This directory holds three useful sets of scripts
- the perl scripts that I used to get the FAQ html files from ohio state.
- ftplib.pl
- url.pl
- w3get.orig - original netsrc
- hget
- w3get - tweaked src for my site...
- w3get.perl
- cleanup script to correct links for html files obtained using w3get
to the setup on my machine
- cleanupURL ( copies and cleanups dir contents to cwd )
- cleanupURLf ( copies and cleanups named files to cwd )
- perl script to convert man pages to html
- man2html ( original netsrc )
- tk2html ( tweaked version of above that can be run in the
tcl/tk doc dir, that also strips trailing change bars )
What I do to get FAQ files fm ohio state
1) Get files ( copies to dir ~/tmp/html_get )

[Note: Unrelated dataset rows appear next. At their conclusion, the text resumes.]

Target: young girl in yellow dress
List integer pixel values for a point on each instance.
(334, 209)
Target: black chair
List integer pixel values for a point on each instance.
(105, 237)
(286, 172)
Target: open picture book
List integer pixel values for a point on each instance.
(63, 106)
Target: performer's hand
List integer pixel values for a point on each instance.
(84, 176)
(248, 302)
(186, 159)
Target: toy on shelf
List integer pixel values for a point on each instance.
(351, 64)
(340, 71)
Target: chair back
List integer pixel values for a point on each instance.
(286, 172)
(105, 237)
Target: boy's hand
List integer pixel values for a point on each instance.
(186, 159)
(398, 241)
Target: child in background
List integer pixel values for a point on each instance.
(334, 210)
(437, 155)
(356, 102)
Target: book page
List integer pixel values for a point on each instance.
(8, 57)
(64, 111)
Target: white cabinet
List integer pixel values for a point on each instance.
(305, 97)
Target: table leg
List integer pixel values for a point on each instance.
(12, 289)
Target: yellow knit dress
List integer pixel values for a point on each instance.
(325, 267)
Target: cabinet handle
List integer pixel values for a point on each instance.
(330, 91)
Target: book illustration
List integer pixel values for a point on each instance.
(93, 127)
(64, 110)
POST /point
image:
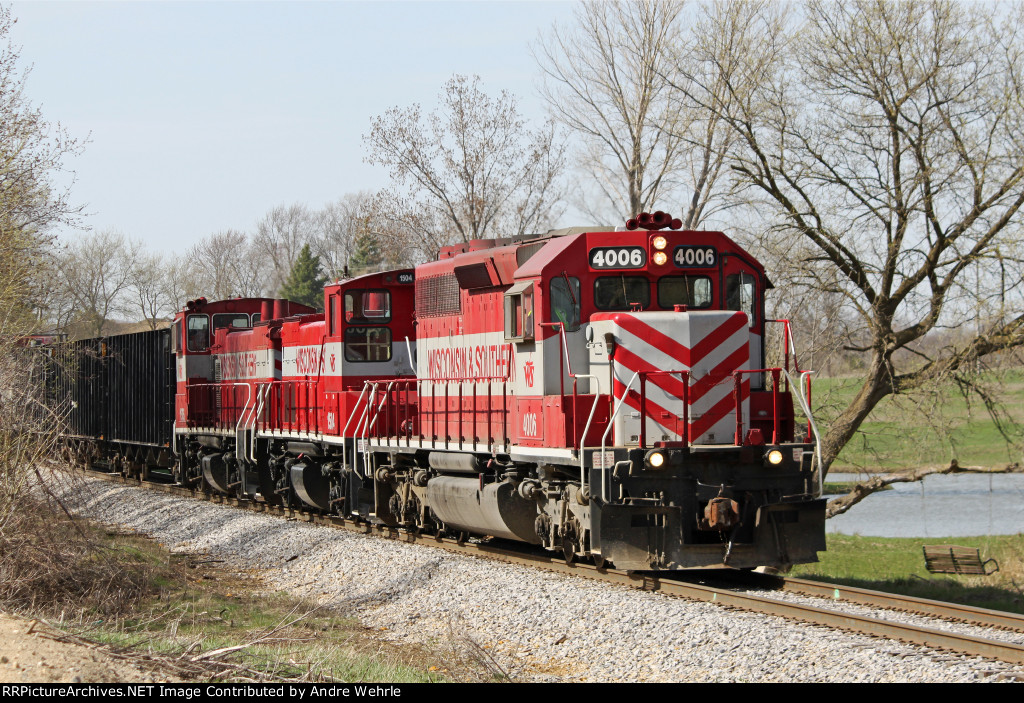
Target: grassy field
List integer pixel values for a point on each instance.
(929, 429)
(897, 565)
(187, 607)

w3get http://www.cis.ohio-state.edu:80/hypertext/faq/usenet/tcl-faq/part1/faq.html
w3get http://www.cis.ohio-state.edu:80/hypertext/faq/usenet/tcl-faq/part3/faq.html
w3get http://www.cis.ohio-state.edu:80/hypertext/faq/usenet/tcl-faq/part4/faq.html
w3get http://www.cis.ohio-state.edu:80/hypertext/faq/usenet/tcl-faq/part5/faq.html
w3get http://www.cis.ohio-state.edu:80/hypertext/faq/usenet/tcl-faq/part2/faq.html
( part2 is largest ).
2) Retry after a short pause if get connection errors
Can break when tries to reget existing files or just let run
Ignore errors re imperfectly formed https for ftp files
3) Copy got files to working dir correcting addresses on way
self references within FAQ are converted from absolute to relative refs
cd to target dir ( ~hops/doc/xmosaic/tcl/TclFAQ/part[1234] )
cd /part1
../../w3g/cleanupURL ~/tmp/html_get/www.cis:80/hypertext/faq/usenet/tcl-faq/part1
cd ../part2
../../w3g/cleanupURL ~/tmp/html_get/www.cis:80/hypertext/faq/usenet/tcl-faq/part2
cd ../part3
../../w3g/cleanupURL ~/tmp/html_get/www.cis:80/hypertext/faq/usenet/tcl-faq/part3
cd ../part4
../../w3g/cleanupURL ~/tmp/html_get/www.cis:80/hypertext/faq/usenet/tcl-faq/part4
4) check refs are correct reading fm mosaic.....
6) Make tar file and ftp to harbor
Update external WWW site.
7) Done....